Alors que l'on pensait que la naissance des étoiles au sein de notre galaxie était un processus continu, de nouvelles observations du Very Large Telescope (VLT) de l'Observatoire européen austral (ESO) viennent de prouver le contraire.

Grâce à une caméra capable de transpercer la poussière, l'instrument HAWK-I situé sur le télescope de l'ESO a pu prendre une photo ultra détaillée des régions centrales de notre Voie Lactée. L'incroyable résolution du cliché (visible dans la vidéo ci-dessus) a permis aux scientifiques de recueillir de nouvelles informations sur la formation des étoiles dans notre galaxie.

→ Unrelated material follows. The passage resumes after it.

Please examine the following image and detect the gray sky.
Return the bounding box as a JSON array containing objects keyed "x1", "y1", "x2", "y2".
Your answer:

Dans leur étude, publiée dans la revue Nature Astronomy , on apprend que 80% des étoiles du centre de notre galaxie sont nées durant la première période d'existence de la Voie Lactée, qui a débuté il y a 13,5 milliards d'années et s'est conclue 8 milliards d'années avant notre ère. Elle a été suivie d'une deuxième phase (qui a duré environ 6 milliards d'années) beaucoup plus calme où très peu d'étoiles sont nées. Celle-ci s'est achevée il y a un peu plus d'un milliard d'années par un sursaut de formation d'étoiles. Si ce sursaut a duré moins de 100 millions d'années, il a été responsable de la formation d'étoiles dont la masse combinée est équivalente à plusieurs dizaines de millions de masses solaires. A titre de comparaison, à l'heure actuelle, le taux de formation d'étoiles au sein de la Voie Lactée tourne seulement autour d'une ou deux masses solaires par an.

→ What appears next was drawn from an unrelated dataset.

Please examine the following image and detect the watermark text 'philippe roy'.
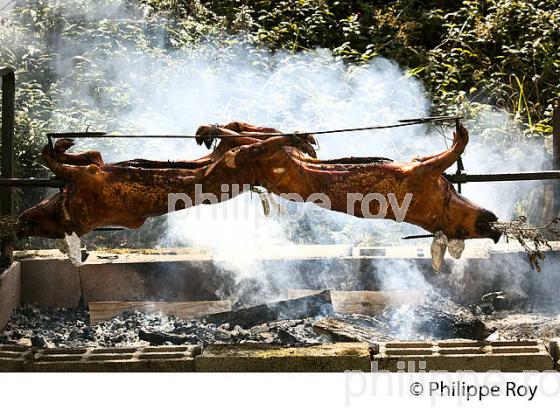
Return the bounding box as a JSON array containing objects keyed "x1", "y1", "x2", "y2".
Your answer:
[{"x1": 168, "y1": 184, "x2": 412, "y2": 222}]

Ce sursaut d'activité est également responsable d'un gigantesque feu d'artifice spatial : l'explosion de centaines de milliers d'étoiles en supernovas. "Au cours d’un sursaut de formation d’étoiles, de nombreuses étoiles massives sont créées. Leur durée de vie étant inférieure à celle des étoiles de faible masse, elles achèvent leur existence plus rapidement, et disparaissent au cours de violentes explosions en supernovae", peut-on lire dans le communiqué de presse de l'ESO. "Ce sursaut d'activité fut probablement l'un des événements les plus énergétiques de toute l'histoire de la Voie Lactée", conclut Rainer Schödel de l'Institut d'Astrophysique d'Andalousie et auteur principal de l'étude. 

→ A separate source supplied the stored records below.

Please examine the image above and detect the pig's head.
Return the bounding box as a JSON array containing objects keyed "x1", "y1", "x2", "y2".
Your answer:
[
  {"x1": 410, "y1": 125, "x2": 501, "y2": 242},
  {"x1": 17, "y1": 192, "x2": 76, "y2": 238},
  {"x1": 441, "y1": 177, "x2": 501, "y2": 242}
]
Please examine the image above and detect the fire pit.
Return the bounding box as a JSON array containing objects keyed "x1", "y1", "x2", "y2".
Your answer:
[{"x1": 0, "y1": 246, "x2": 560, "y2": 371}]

Que peut-on voir sur cette nouvelle photo de l'espace?

Au-delà de la découverte scientifique qui en a résulté, cette photo impressionne par sa résolution. " Le niveau de détail atteint par HAWK-I équivaut à voir un ballon de football situé à Zurich depuis Munich (ndlr: à une distance de 300km)", explique l'ESO. En tout, la caméra sensible à l'infrarouge a observé plus de trois millions d'étoiles sur une surface de 60.000 années-lumière au carré; une année-lumière correspondant à 9,5 billions de kilomètres.

En choisissant de photographier le centre de notre galaxie, l'ESO ne s'y est pas trompé puisqu'il s'agit de la zone la plus riche en étoiles qui héberge accessoirement un trou noir supermassif.